Welcome back, guys. This is the Day 3 of the "MY 7Day journey to Data Science" blog series.In this blog, you are going to learn about a datatype in Pandas library called "Series".
So first thing, what is Pandas?
Pandas is a python library that is mostly used for data handling, data manipulation, and cleaning kinds of tasks. Till now Pandas is one of the most preferred libraries for every data science domain employee.
Pandas have two important datatypes for holding array values. They are:
Series
Dataframes
Series:
INDEX:
Declaring a Series in Pandas
Accessing values
Boolean series
A series in pandas looks like a two-column table we use in excel. Where by default the first column is the index position of the element.
For importing pandas
import pandas
You can declare a series like,
a=pandas.Series([10,20,30,40])
Here the values we specify will be stored in the series datatype.

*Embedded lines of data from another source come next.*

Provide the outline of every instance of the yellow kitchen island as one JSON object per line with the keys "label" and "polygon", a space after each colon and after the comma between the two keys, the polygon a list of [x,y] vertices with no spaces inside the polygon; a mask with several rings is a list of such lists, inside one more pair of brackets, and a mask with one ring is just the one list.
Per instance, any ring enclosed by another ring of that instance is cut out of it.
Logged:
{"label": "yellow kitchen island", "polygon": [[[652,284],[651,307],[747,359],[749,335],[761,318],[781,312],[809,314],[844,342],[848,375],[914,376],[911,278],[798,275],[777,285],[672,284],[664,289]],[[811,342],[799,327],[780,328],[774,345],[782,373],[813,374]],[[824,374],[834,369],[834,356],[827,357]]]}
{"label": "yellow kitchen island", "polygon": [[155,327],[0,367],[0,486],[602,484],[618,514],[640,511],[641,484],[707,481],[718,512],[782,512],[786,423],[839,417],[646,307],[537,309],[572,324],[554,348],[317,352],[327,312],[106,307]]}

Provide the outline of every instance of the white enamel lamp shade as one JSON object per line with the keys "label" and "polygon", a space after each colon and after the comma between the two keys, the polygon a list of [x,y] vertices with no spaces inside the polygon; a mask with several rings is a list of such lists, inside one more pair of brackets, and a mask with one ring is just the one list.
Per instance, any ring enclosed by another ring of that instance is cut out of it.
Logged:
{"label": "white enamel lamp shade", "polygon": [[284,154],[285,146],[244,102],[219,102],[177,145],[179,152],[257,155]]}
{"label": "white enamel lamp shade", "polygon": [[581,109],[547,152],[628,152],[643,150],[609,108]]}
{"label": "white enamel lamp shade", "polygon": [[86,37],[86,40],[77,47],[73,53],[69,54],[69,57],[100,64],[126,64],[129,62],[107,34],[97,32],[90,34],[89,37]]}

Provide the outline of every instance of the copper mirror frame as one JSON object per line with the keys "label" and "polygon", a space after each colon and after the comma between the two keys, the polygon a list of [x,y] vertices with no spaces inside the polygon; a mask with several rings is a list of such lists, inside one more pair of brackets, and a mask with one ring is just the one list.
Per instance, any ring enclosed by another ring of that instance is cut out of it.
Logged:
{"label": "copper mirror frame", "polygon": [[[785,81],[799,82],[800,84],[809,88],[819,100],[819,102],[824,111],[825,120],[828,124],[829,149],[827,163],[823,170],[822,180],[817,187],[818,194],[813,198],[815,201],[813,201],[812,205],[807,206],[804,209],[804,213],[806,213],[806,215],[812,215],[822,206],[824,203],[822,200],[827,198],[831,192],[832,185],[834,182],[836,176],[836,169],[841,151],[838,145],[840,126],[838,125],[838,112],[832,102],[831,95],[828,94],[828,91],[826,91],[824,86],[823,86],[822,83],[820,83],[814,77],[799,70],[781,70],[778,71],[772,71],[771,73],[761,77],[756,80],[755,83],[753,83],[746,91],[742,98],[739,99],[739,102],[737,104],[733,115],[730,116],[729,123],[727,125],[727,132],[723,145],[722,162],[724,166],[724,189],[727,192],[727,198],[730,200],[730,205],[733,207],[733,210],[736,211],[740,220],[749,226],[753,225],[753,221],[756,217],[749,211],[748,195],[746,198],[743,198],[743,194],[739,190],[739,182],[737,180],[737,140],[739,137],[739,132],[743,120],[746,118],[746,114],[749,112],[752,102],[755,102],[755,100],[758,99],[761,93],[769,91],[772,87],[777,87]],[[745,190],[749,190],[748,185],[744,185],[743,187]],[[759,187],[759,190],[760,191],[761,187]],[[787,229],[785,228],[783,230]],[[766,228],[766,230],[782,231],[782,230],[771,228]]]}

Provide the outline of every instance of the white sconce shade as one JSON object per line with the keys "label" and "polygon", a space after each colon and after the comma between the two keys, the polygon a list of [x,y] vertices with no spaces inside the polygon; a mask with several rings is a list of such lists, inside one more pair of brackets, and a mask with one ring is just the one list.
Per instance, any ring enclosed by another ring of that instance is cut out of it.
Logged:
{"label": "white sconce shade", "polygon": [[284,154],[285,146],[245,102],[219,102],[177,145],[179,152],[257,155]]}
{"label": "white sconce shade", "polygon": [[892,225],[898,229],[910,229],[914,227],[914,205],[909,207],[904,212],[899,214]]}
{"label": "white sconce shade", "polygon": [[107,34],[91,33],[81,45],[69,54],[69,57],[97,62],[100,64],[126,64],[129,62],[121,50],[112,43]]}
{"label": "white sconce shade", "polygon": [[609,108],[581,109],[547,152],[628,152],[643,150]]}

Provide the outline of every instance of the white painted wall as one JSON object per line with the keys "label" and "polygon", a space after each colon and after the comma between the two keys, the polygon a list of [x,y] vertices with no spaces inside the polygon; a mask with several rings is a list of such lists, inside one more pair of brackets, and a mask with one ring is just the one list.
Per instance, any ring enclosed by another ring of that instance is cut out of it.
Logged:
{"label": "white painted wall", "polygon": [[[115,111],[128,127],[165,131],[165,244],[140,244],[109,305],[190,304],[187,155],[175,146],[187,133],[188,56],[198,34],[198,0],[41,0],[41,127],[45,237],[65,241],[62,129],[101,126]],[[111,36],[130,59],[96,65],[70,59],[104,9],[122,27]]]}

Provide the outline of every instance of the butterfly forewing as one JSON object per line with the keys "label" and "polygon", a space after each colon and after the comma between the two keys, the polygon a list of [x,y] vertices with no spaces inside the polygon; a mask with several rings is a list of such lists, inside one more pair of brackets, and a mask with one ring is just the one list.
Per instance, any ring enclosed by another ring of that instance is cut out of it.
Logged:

If we need to see the values inside the series,
a
//If we give only the name of series as input then This will give the output like
0 10
1 20
2 30
3 40
----------------------------------------------------------------------
a.values()
//Just returns the values in array kindof format
array([10,20,30,40])
We can also specify a name for the series for user convenience,using name method like,
a.name="SAMPLE"
If we need the total number of elements present in the series we can use,
a.size()
Accessing values:
We can access the values based on the index as we always do in most of the other datatypes like,
a[0] //For single values
a[0,5] //For multiple values
a[0:5] //For values between a certain range
This is the traditional method we use to access the values, this will also work here.But in Series, there is a special way of defining the names for each index position such as
a.index=['First','Second','Third','Fourth']
This can also be done at the stage of Series creation such as
a=pandas.Series({'First':1,'Second':2,'Third':3,'Fourth':4})
By changing the index name of the default such as (0 to n-1)to this user-defined name,it will be useful and easy for retrieving datas.We can do it like,
a['First'] //For single values
a['First','Fourth'] //For multiple values
a['First':'Fourth'] //For values between a certain range
Now if we need to find an element value, we can use its names instead of index positions.
But after naming the index positions, if we try like
a[0]
it will not work in most compilers and machines. Instead of this we can use the "iloc" keyword like,
a.iloc[0] /iloc means the index location
In general, python if we need to give
a[0:5]
the element in the 5th position will not be included. it only returns up to 4th element. But in pandas, it returns with the 5th element included.
output
0,1,2,3,4 ///in general python
0,1,2,3,4,5 //in pandas
Boolean series:
As same as Numpy Boolean arrays, Pandas also returns the condition selection values in the form of Boolean series.
a>3
//If there is five elements in the series a and only the last element satisfies this condition then the output will be like
0 False
1 False
2 False
3 False
4 True
But if we need the values instead of boolean series we can give the same command as
a[a>3]